Marx acreditava que tinha alcançado um insight excepcionalmente importante sobre a natureza da sociedade através dos tempos. Abordagens anteriores da história tinham enfatizado o papel dos heróis e líderes individuais ou ressaltado o papel desempenhado pelas ideias, mas Marx focou numa longa sucessão de conflitos de grupo, incluindo aqueles entre antigos mestres e escravos, lordes medievais e servos, e empregadores modernos e seus empregados. Foram os conflitos entre essas classes, ele afirmou, que provocaram mudanças revolucionárias (BUCKINGHAM, 2011).
Para Magee (1998, p. 465), no tocante a questões humanas, o modo como Marx acreditava que a dialética operava era algo parecido com o que segue. A coisa inescapável que os seres humanos têm de fazer se quiserem viver é obter os meios de subsistência: devem ter como se alimentar, se vestir e se abrigar, e atender a outras necessidades básicas. Produzir essas coisas é uma tarefa que não pode ser evitada. Mas tão logo os meios de produção se desenvolveram além do estágio mais primitivo, tornou-se do interesse dos indivíduos especializar-se, porque descobriram que seria muito melhor se o fizessem. E isso os tornou dependentes uns dos outros.
A produção dos meios de vida torna-se uma atividade social e já não uma tarefa individual. Dentro dessa dependência mútua, que obviamente é a sociedade mesma, a característica definidora de cada individuo é a relação com os meios de produção: o que ele faz para viver determina boa parte das coisas básicas acerca de seu modo de vida. Determina também, quem mais, na divisão do produto social, tem os mesmos interesses que ele, e quem está em conflito com eles. Isso faz surgir as classes socioeconômicas, e também o conflito entre as classes. Todavia, os meios de produção estão num constante processo de mudança. Assim, a mútua relação entre as pessoas tendem a seguir mudando.
A cada grande mudança nos meios de produção, a composição das classes sociais se altera, e com ela o caráter do conflito de classe. Marx vê cada um desses níveis diferentes como se desenvolvendo dialeticamente. No nível da base, o determinante fundamental de toda mudança social e o desenvolvimento dos meios de produção. Em seguida, vem o desenvolvimento das classes sociais e o conflito entre as classes. Por fim, vem o que Marx chama de “superestrutura”: instituições sociais e políticas, religiões, filosofias, artes, ideias, todas essas coisas, diz ele, crescem na base da infraestrutura econômica e são, ao fim e ao cabo, determinadas por ela.

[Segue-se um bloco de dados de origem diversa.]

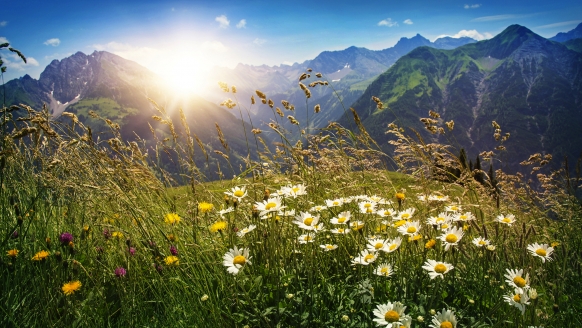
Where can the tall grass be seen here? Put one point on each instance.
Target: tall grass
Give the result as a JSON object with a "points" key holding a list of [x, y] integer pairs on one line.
{"points": [[150, 253]]}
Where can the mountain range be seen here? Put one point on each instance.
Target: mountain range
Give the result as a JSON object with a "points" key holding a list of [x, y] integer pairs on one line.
{"points": [[529, 85]]}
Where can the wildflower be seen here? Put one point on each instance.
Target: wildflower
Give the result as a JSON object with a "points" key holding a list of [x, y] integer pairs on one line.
{"points": [[356, 225], [518, 298], [218, 226], [171, 260], [389, 314], [443, 319], [120, 272], [334, 202], [13, 253], [341, 231], [480, 242], [205, 207], [436, 269], [172, 218], [272, 204], [237, 192], [506, 219], [246, 230], [71, 287], [40, 256], [384, 270], [306, 238], [451, 237], [342, 218], [306, 221], [409, 228], [365, 258], [516, 279], [235, 259], [328, 247], [430, 244], [406, 214], [542, 251], [467, 216]]}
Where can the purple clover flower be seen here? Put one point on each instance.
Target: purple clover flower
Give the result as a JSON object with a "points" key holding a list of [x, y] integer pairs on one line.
{"points": [[120, 272], [65, 238]]}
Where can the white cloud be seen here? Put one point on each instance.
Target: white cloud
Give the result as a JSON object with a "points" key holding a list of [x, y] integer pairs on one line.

Como Marx viu o desenvolvimento da luta de classes, a luta entre as classes foi inicialmente limitada às fábricas. Eventualmente, dado o amadurecimento do capitalismo, a crescente disparidade entre as condições de vida da burguesia e proletariado, e a crescente homogeneização dentro de cada classe, lutas individuais se generalizaram a associações em fábricas. O conflito de classes cada vez mais se manifesta para vários setores da sociedade. A consciência de classe é aumentada, interesses e políticas comuns são organizados, e o uso de luta pelo poder político ocorre. Classes tornam-se forças políticas (RUMMEL, 1977).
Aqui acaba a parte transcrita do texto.